Born Lucas Nathan, Jerry Paper is based in LA and draws on his experience moving from New York city to the West Coast while exploring themes of “the endless human cycle of desire and satisfaction.” The laid back and low volume album bristling with wavy synthesizers and reverb soaked vocals is co-produced by Matty Tavares, a member of BADBADNOTGOOD. Those familiar with the jazz fusion and free improvisational style of this band and Tavares voice on keys and synths will feel right at home.
There is an undeniable dreamy timbre through the entire album. It is a pleasant blend of psychedelic rock meeting wistful synth textures of electronic music. For lovers of lo-fi, there is more than enough to enjoy. The album begins as though it is powering on. “Your Cocoon” (the single featured in Peanut Butter Wolf’s set) climbs up to speed into a wash of funky drums and plucky guitar accompaniments.
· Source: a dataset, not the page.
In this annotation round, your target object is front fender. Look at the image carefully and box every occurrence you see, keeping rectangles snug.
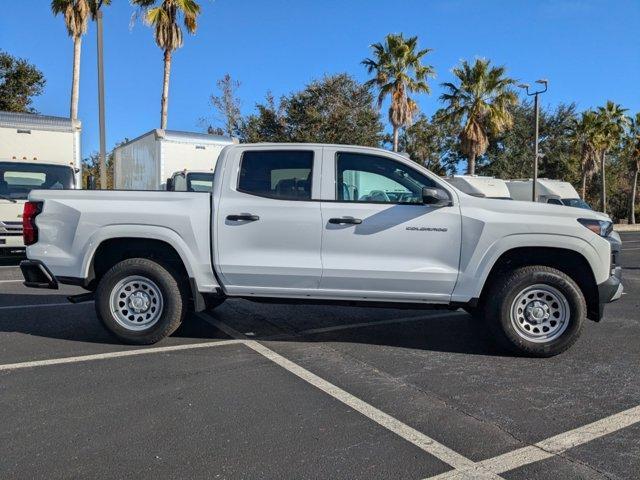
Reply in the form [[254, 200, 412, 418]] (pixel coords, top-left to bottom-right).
[[452, 233, 609, 303]]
“A Moment” has an undeniable bossa nova flavor to it made clear through the driving brushes on drums and the silky background vocals. “My God,” another single from the project, is a melancholy meditation on the true importance of financial worth. Many of the narratives sung through the album are sometimes hard to decipher due to the unique and thick processing done to Jerry Paper’s deep vocals. This does nothing to take away from the album and adds a mystique that compliments the sound.
I feel like there is a definite embrace of what may be seen as “cheesy.” It is a quirky sound, but it is so refined and self-aware that it sets itself apart in its own category. The album is as pleasing to listen to as it is filled with deep commentary on the reality of our surroundings allowing the listener to sit back and relax or interact in a more thought provoking manner. It is a soft-rock masterpiece that has been well worth the wait.